For Chai, recovering from the Void Sickness was about as unpleasant as a bad hangover. He had kind of seen it coming; this was the second time he had experienced the Void Sickness, and although he retained very few memories of the original event, he did recall the last few hours of it. Then, like now, there had been a rapid shortening of his ability to see the grand scheme, the pattern between patterns, the path that the Void itself seemed to want to place him on. Then, like now, it had come with something like an admission of defeat, a solemn sense that there was more work to do, but that his time as a tool of the grand cosmos was over.

Every Voidling Chai had talked to had the same sense about their time in the Sickness--that it was deliberate, that some being chose some Void-talented mages to walk the world and resolve problems. Still, nobody seemed to understand who--not the Order, not the few gods he had consulted with, not even the Patron of the order, who was something of a mystery... or at least, according to Master Marion, the Patron had no idea; Chai had never met that person himself. For him personally, Chai felt that like the path itself, the source of the Sickness seemed to be a thin thread winding through the cosmos, one which couldn't be pinned down to one place or another. When he reached towards it, even given all of the abilities the sickness itself granted, it was more like his reaching arm was already part of the source of the power, rather than getting even an inch closer to something distant.

Alas, now was not the time for Chai to sit and contemplate the riddles magic and creation. He simply preferred to ascribe the sickness to Genesis Herself, the universe acting of its own volition.

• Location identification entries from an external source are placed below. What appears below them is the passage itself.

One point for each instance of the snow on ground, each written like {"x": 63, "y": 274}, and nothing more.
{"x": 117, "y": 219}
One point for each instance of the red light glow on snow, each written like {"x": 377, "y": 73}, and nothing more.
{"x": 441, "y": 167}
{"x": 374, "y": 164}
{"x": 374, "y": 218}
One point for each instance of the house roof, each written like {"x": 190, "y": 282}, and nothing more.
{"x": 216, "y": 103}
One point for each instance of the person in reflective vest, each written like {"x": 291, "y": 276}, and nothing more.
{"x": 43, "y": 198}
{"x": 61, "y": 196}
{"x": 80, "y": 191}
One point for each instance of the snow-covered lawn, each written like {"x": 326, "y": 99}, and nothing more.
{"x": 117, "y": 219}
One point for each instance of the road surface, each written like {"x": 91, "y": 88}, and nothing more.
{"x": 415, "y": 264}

His head wasn't really clear when he finally had to call an end to the rest stop and get everyone moving. His senses, if anything, were more muddy than they had ever been; he was exhausted, and his brain simply didn't have any strength left to offer. A lesser mage would have preferred to use the Stomach Gift and recharge their body with a set of pills, but Voidlings, alas, were too sensitive. Using the Magic Gifts would heal him, yes, but they would immediately throw off his elemental balance, and it might take days or weeks to regain it. Powerful tools, they were, but very blunt instruments.

Still, the Sickness had provided him with a very detailed look at the world as it was just a few minutes ago. He knew the layout of the house, what Amon's plans were, and Janinda's, what the Nightmare was intending to do, and roughly what was on its mind as it planned its revenge.

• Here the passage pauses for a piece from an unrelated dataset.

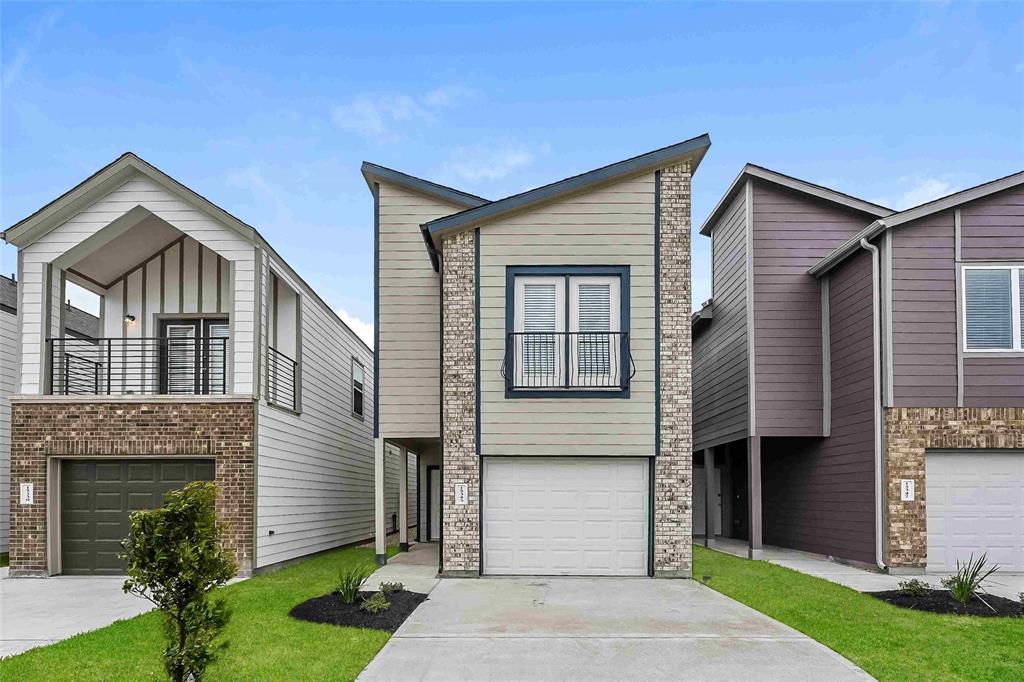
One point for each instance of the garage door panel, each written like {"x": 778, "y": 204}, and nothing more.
{"x": 975, "y": 505}
{"x": 565, "y": 516}
{"x": 96, "y": 498}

His mission now was neither the Nightmare nor Janinda. The other... although Chai's head was hurting, he could now at least admit to himself he knew that the creature that had come and would soon leave was a Djinn, although he feared drawing her attention. Deities didn't like those who were Void Sick, for the very simple reason that Chai had learned her True Name at a glance; he was not, fortunately, stupid enough to use it, and put it immediately out of mind, in case any mind reader should show up. He really ought to have Erron remove the thought from his head, but for now, he had a job to do.

They had only so much time to kill Amon before he killed himself.

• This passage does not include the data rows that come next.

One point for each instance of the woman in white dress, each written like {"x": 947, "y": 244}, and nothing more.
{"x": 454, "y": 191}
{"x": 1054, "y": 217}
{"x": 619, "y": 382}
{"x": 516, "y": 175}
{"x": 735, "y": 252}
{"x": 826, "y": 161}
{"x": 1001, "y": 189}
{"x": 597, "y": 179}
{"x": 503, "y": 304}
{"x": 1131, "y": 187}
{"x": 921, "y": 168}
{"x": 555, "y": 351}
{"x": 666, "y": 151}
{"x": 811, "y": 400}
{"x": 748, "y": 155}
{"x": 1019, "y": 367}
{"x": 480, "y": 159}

So Chai led the way, not to the basement where Amon had been, and not to the small audience chamber he had intended to go to, but to the larger main audience hall, which was the only place he would be able to reach. Wilke and Marin followed, Marin showing about as much confidence as Chai's poor posture and occasional stumbles warranted, while Wilke maintained his facade of being completely unaffected. In truth, Chai had no doubt he was equally troubled, because Chai's advanced senses had been the cornerstone of the mission, and now they were atrocious. At times, to his own dismay, Chai found himself completely baffled by what his eyes saw, let alone his extra senses. Nevertheless, his steps were, for the most part, sure.

All was forgiven when he opened the door to an empty audience hall, only for Amon to show up as if on cue a moment later.

He was a wretched sight, Amon Egrethore. Once, when he was younger, the twisted features of his face had been a mark of ambition and ruthlessness, a sign that he refused to be bound by laws--mortal, godly, or any other kind. His snarl had been famous, and he had argued publicly in the King's court against any moral or legal oversight into manufactories like his own; he made the case repeatedly that there were three paths the nation could take: to give ambitious people like him free reign, to fund them from the King's own coffers, or to fall behind as a nation as others stepped ahead. Those hearings, depending on who was telling the story, were full of heresies, sedition, and naked blackmail. One account had him dragging a woman around on a leash while he spoke of his right as a noble of the country. He spent the next few decades facing duels and assassinations, but he pulled through.

And here, now, his face was not twisted with ambition. Now he was no longer a young man capable of standing up to assassins, and he didn't have any plans waiting in the wings to fix a duel in his favor. He had only one trick left up his sleeve, and this was exactly the time and place to make him reveal it.

"Lord Egrethore!" Wilke sounded positively delighted. "A pleasure. I don't suppose you have any memory of me, do you?"

Amon's eyes were, to that point, fixed to the ground as he lay there in pain, but he raised his head to look at Wilke somewhat mechanically, as though he were forcing his body to act. It was frightening, even to Chai who expected it; he was acting like he was no more than someone else's puppet, although he should have been the one pulling his own strings. There was a long pause as Amon processed the three people in his doorway.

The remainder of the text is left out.